Читаем Сад, пепел полностью

Но все в порядке. Зеркало извлечено из мрака (оно было завернуто в персидский килим) и теперь работники осторожно укладывают его в повозку, а в нем, поднятом над этим огромным блошиным рынком, отражается идиллический летний пейзаж, с зеленью и светом, с кусочком светло-голубого неба, как на картинах фламандских мастеров. Потомки Ноя уходят в смерть, как фараоны — в покой своих грандиозных пирамид, забирая с собой все свое добро из этой жизни, наивно. Ковры, гобелены, умывальники, фарфоровые ванны, секретеры, мраморные столики, ценные старинные книги в кожаных переплетах, бидермейеровские кресла, похожие на троны, оттоманки, шкафы, посуда, хрусталь, кадки с фикусами, кадки с олеандрами, горшки с геранью, с кумкватом, с лимонами, шкатулки со столовым серебром, внутри отделанные красным сукном, похожие на футляры для дуэльных пистолетов, пианино, футляр со скрипкой, как маленький детский саркофаг, папки с документами, семейные портреты в барочных рамах, чей пыльный покой был нарушен, лишенные своей вертикальной вечности, помещенные в унизительную, оскверняющую их перспективу, вниз головами или в каких-то невозможных искажениях, когда теряется выражение лица и сила характера; настенные часы с золотой монетой маятника, подобные алтарям, и маленькие гравированные будильники, похожие на золотые яблоки; большие черные зонты, как сложенные погребальные стяги, вышедшие из моды пестрые шарообразные омбрельки с длинными позолоченными ручками, летящие, отделанные кружевом дамские нижние сорочки; весы и безмены, целый музей истории мер и весов, начиная с бронзового века до наших дней, оцинкованные гири, в коробках, разложенные по величине, рулоны шерстяных тканей, ситцев и муарового шелка, с которых, как ордена, свисают позолоченные рекламные ярлыки с ценой, номером артикула и эмблемой фирмы в виде невинного агнца или цветка маргаритки, загадочные ящики, запертые на висячие замки, элегантные желтые чемоданы и несессеры, которые еще пахнут дубленой кожей, плотно набитые, с блестящими никелированными замками, перетянутые поперечными ремнями; железные печки с выпадающей из них сажей, сопровождаемые артиллерией своих труб; бильярдный стол, он с трудом проходит в дверь, под крики и ругань работников, продвигается по миллиметру, словно проклятый камень пирамиды Хеопса; потом один из носильщиков приносит шары, бережно держа их на ладони, словно только что снесенные, еще теплые утиные яйца.

— Ein L"uster!

— Noch ein L"uster!

— Ein Halbzylinder!

— Ein Frack!

— Noch ein Frack!

— Ein Frack. Я сказал: Ein Frack![45]

Из рук в руки плывет огромная куча старья, прежнее богатство, внезапно лишенное смысла и контекста. Вынесенное из темных, музейных глубин шкафов и мрачных углов антикварных лавок, салонов и складов, с чердаков и из затхлых подвалов, оно вдруг начинает обесцениваться, распадаться в соприкосновении с солнцем, темнеть, как лакмусовая бумажка, истлевать, распадаться, превращаться в тень, в reliquiae reliquarum,[46] в прах и пепел.
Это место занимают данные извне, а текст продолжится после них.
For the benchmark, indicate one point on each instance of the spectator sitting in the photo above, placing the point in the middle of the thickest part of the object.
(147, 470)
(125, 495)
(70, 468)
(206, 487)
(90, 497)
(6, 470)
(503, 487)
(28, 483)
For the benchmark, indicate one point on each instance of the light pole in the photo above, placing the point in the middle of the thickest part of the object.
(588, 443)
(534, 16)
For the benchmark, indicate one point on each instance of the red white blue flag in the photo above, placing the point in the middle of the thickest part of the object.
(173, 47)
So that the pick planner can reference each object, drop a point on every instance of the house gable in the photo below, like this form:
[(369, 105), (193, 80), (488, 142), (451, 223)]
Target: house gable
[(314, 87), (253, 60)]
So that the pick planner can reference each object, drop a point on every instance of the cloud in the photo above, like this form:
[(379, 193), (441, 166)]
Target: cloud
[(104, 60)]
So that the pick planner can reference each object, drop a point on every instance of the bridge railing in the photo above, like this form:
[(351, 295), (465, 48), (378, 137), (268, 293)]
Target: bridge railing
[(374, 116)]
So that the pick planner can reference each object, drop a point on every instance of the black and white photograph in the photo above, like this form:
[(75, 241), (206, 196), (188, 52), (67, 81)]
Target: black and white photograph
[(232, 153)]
А повозку загружают чрезвычайно ловко, вещи становятся ее частью, частью кузова, встраиваются в нее, как деталь, повозка от них вырастает, становится многоярусной, поднимается высоко в воздух, как лествица, воздвигнутая мудростью гениальных зодчих, но по планам, разработанным ad hoc,[47] по одному лишь вдохновению. Достаточно одной иглы, с одной или с другой стороны, и это гениальное творение, которое держится в воздухе только благодаря законам равновесия или эквилибристики, распадется. В самом деле, это последняя вещь: мельхиоровая жирандоль, только что отсоединенная, из которой еще капает вода, пристроенная между ножками перевернутого стула, — последняя, миллиграммовая гирька, положенная на правую чашу. Равновесие, подобно невидимой стрелке на аптекарских весах, находится на одном уровне с дышлом, точно между ушами лошадей. Абсолютное равновесие.

Хоп!

Какая-то серая кошка запрыгнула в повозку и устроилась на боковине футляра для скрипки. Веревки перебрасывают через повозку, как через гроб.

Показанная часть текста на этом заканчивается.